Thanks for your recommend, i am going to check with those breeders.


----------



## Lucy Dog

Liesje said:


> LOL there were only FOUR kennel groups entered at NASS this year. All of the kennels I personally consider to be top show line kennels in this country are not represented.


What kennels do you consider to be the top show line kennels then?


----------



## RubyTuesday

Cliff, if I was looking for a SL GSD I'd absolutely want your input. Your years of experience, your insistence that ALL GSD s/b sound dogs with solid nerve is IMO what most of us need & want in our dogs, whether they're companions, competitors, protectors or all three.


----------



## tonyc994

RubyTuesday said:


> Cliff, if I was looking for a SL GSD I'd absolutely want your input. Your years of experience, your insistence that ALL GSD s/b sound dogs with solid nerve is IMO what most of us need & want in our dogs, whether they're companions, competitors, protectors or all three.


 
I agree....


----------



## wolfstraum

Can't ignore Drache Feld - know alot of their dogs - one here locally is a therepy dog who goes to the public library for a program where children read to him as well as to nursing homes....friend owns him (quite a few DF dogs here because of Zeke) and his temperament is wonderful....

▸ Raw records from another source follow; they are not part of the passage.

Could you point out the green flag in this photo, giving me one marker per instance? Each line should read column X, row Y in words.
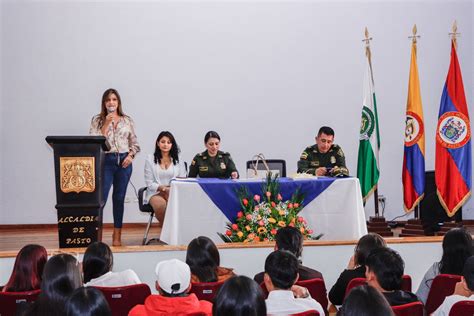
column 368, row 170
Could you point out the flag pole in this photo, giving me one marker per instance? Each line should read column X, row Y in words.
column 368, row 53
column 414, row 38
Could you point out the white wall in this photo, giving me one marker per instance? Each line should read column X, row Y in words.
column 264, row 74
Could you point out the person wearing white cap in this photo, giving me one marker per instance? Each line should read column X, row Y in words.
column 173, row 282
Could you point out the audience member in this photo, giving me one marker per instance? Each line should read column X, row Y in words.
column 457, row 247
column 464, row 290
column 356, row 266
column 281, row 273
column 203, row 258
column 290, row 239
column 384, row 272
column 61, row 276
column 87, row 301
column 239, row 296
column 173, row 284
column 97, row 265
column 27, row 269
column 365, row 300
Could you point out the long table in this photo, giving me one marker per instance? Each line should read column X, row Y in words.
column 337, row 212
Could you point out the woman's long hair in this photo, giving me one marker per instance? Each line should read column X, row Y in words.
column 103, row 108
column 203, row 258
column 174, row 151
column 98, row 260
column 27, row 270
column 61, row 276
column 239, row 296
column 457, row 247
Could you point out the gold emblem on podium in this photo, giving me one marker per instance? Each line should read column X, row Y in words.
column 77, row 174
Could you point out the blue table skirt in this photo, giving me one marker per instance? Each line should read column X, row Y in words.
column 223, row 192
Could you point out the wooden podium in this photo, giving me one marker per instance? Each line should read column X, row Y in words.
column 78, row 166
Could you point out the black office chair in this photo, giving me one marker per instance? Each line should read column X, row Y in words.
column 146, row 208
column 273, row 164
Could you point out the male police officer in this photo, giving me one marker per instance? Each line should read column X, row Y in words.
column 323, row 158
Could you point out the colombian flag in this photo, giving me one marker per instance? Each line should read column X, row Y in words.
column 453, row 164
column 413, row 172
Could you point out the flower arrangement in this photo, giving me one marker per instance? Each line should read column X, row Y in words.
column 262, row 215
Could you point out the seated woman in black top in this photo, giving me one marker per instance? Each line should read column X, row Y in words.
column 356, row 266
column 213, row 163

Also a small often unthought of kennel is Chris and Joe Stumpf's vom Silbersee....

Lee


----------



## PaddyD

Check out Marhaven.... www.marhaven.com

ooops this is an old post...... probably too late


----------



## bocron

I second(or third or fouth ) the vote for Huerta Hof. Also I like von Lotta. The owner is very active in her local SchH club and does title her own dogs which I like. German Shepherd puppies for sale | German Shepherd breeders | Imported German Shepherd Puppies| German Shepherd Kennels


----------